Eastern District Court Declines Discretionary Jurisdiction Over Insurance Coverage Question When Underlying Tort Action Is Expected to Raise the Same Issue.
Below is a link to the opinion from the Eastern District of Pennsylvania. In Scottsdale Ins. Co. v. Broaddus, et al., 08-3241 (E.D. Pa. J. Diamond February 11, 2009), the court declined to exercise jurisdiction for an insurance coverage question when an action in negligence was already before a Pennsylvania state court in Philadelphia.
The federal court highlights the important distinction between a declaratory judgment action [allowing discretion] and parallel federal and state actions, which would allow abstention. In a declaratory judgment action concerning an insurance coverage question, discretion remains with the court.
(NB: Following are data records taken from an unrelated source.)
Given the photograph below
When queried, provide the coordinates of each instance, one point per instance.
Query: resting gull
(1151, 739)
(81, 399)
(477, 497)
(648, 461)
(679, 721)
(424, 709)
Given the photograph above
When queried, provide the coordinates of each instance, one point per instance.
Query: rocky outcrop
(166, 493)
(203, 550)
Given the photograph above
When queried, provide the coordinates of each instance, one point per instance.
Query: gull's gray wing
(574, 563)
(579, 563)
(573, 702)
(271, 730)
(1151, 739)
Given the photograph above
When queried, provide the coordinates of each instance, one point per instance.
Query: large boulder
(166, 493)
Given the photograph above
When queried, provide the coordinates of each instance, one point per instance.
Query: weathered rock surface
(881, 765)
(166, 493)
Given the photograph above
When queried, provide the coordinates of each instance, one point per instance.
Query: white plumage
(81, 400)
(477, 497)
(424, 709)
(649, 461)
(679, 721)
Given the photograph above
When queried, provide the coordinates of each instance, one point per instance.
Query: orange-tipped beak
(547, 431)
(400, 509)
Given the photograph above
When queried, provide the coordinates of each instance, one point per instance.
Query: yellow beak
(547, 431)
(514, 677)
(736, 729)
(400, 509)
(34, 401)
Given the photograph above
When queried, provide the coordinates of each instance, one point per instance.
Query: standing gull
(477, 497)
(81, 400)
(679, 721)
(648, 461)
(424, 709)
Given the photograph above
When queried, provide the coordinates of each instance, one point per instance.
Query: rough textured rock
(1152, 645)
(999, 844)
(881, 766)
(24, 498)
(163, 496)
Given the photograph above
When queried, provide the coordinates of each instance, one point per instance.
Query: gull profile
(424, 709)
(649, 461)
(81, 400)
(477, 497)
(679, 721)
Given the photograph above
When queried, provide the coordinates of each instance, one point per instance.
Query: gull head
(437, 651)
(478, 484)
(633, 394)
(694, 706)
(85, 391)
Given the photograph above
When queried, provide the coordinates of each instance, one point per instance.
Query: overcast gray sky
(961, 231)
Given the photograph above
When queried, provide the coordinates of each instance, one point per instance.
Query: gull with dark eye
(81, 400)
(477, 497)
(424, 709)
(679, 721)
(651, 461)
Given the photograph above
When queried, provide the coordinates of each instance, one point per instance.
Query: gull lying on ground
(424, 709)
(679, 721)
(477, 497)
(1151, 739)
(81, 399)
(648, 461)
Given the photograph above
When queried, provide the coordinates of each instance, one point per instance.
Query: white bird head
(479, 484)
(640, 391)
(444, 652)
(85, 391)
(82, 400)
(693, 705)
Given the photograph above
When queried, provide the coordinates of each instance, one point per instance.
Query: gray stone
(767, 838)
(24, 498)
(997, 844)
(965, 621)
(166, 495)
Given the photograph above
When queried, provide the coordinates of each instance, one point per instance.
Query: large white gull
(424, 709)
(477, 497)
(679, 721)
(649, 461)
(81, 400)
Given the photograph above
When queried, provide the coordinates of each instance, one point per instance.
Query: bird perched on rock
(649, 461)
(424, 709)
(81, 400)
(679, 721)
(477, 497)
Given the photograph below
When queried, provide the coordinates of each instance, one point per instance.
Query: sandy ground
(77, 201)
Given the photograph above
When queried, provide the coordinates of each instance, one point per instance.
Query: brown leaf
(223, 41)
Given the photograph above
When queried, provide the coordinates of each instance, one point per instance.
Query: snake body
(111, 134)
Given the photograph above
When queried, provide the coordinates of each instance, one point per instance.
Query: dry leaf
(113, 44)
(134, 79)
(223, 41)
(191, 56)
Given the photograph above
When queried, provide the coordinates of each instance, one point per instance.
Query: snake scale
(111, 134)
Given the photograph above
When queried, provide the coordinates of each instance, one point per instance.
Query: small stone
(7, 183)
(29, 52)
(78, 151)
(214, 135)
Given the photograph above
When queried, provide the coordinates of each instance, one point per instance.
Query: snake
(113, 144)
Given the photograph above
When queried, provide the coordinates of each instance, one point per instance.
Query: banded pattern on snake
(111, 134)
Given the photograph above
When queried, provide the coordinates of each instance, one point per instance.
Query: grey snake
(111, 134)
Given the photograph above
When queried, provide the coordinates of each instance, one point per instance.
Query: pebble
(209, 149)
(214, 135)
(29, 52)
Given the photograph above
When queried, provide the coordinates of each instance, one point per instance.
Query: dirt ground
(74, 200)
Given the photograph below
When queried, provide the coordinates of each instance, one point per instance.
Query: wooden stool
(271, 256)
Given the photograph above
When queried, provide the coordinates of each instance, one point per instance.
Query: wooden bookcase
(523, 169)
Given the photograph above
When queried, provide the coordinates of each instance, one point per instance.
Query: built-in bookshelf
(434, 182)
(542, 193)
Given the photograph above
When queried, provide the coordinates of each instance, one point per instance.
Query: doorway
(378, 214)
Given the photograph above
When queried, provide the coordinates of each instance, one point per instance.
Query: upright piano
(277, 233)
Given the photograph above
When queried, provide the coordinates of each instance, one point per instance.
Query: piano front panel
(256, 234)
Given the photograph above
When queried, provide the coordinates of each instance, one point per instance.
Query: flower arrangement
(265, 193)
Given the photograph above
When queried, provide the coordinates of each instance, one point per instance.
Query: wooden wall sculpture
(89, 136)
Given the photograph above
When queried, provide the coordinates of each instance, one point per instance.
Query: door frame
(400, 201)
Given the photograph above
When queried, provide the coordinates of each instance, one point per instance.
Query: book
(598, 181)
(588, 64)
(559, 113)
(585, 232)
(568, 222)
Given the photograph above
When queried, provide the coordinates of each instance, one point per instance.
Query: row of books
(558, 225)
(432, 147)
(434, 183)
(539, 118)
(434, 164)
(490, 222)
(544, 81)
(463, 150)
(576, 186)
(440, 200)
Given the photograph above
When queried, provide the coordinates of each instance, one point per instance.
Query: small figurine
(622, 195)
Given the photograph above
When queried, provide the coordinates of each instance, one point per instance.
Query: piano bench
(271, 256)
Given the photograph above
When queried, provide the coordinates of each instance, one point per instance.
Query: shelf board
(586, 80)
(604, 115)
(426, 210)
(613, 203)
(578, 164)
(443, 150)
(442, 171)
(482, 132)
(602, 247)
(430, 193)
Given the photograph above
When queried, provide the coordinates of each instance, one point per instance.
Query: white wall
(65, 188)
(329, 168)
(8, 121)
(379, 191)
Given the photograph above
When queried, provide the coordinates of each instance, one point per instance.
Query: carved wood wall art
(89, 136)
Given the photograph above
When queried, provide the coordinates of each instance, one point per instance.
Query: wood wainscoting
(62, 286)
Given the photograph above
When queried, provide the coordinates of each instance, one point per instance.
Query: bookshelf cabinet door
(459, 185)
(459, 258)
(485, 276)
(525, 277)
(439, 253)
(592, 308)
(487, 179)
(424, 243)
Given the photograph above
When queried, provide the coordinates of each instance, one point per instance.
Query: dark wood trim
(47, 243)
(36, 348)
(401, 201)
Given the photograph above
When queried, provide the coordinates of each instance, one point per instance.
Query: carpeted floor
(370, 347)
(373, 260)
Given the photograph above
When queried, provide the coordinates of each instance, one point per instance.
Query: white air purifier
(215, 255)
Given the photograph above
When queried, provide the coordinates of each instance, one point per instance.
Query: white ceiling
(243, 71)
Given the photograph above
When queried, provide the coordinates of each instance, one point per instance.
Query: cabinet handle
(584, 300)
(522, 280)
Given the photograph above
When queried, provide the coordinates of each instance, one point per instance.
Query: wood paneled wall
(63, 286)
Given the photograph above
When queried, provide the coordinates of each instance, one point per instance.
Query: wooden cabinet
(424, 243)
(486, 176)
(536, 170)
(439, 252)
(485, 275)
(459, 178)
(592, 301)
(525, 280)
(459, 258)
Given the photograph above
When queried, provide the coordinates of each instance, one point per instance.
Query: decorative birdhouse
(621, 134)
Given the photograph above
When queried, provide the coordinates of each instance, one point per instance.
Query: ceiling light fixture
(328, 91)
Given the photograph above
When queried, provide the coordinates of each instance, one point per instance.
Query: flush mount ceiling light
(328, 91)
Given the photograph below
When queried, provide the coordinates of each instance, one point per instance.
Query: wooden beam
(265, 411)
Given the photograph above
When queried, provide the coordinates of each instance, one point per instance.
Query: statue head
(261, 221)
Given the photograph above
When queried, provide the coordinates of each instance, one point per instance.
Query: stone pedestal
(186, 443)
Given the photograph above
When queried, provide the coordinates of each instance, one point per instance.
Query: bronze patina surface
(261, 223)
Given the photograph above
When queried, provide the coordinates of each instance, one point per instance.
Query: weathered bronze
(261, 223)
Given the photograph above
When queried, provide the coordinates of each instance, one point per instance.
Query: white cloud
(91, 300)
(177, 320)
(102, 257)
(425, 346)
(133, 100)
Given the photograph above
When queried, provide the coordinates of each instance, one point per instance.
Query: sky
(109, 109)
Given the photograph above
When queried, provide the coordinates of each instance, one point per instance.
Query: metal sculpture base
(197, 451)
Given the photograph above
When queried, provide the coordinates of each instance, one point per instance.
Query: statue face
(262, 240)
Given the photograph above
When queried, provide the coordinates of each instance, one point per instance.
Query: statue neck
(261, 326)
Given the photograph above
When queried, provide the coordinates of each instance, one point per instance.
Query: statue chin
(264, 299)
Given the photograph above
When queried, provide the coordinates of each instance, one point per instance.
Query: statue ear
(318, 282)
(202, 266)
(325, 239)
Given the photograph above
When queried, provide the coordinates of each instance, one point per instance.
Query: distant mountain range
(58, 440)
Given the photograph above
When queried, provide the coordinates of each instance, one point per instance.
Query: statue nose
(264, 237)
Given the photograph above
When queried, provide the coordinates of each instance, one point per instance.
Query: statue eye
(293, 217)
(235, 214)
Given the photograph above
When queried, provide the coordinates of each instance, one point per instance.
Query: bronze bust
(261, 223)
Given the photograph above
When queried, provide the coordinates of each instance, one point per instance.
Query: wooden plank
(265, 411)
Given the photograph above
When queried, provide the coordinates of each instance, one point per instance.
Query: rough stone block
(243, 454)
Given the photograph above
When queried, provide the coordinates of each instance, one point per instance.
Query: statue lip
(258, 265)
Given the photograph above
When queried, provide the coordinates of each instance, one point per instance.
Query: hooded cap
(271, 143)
When the court retains discretion, it considers whether the question before the court is a settled area of state law for which an outcome is predictable, and finds the use of an ambulance in question when a patient is dropped when being brought out of her home is not a settled area of Pennsylvania law. Further the settlement of the declaratory judgment action would be seemingly duplicative of the negligence action. Facts in question in the underlying tort action were also necessary for deciding whether coverage applies.
Even when the coverage issues are not raised in the state negligence action, the court may use its discretion not to take jurisdiction over the matter. The court invokes its need to use “a general policy of restraint,” when it expects the question of the coverage to be raised as a declaratory judgment action in state court or as part of the garnishment process after the negligence action is resolved.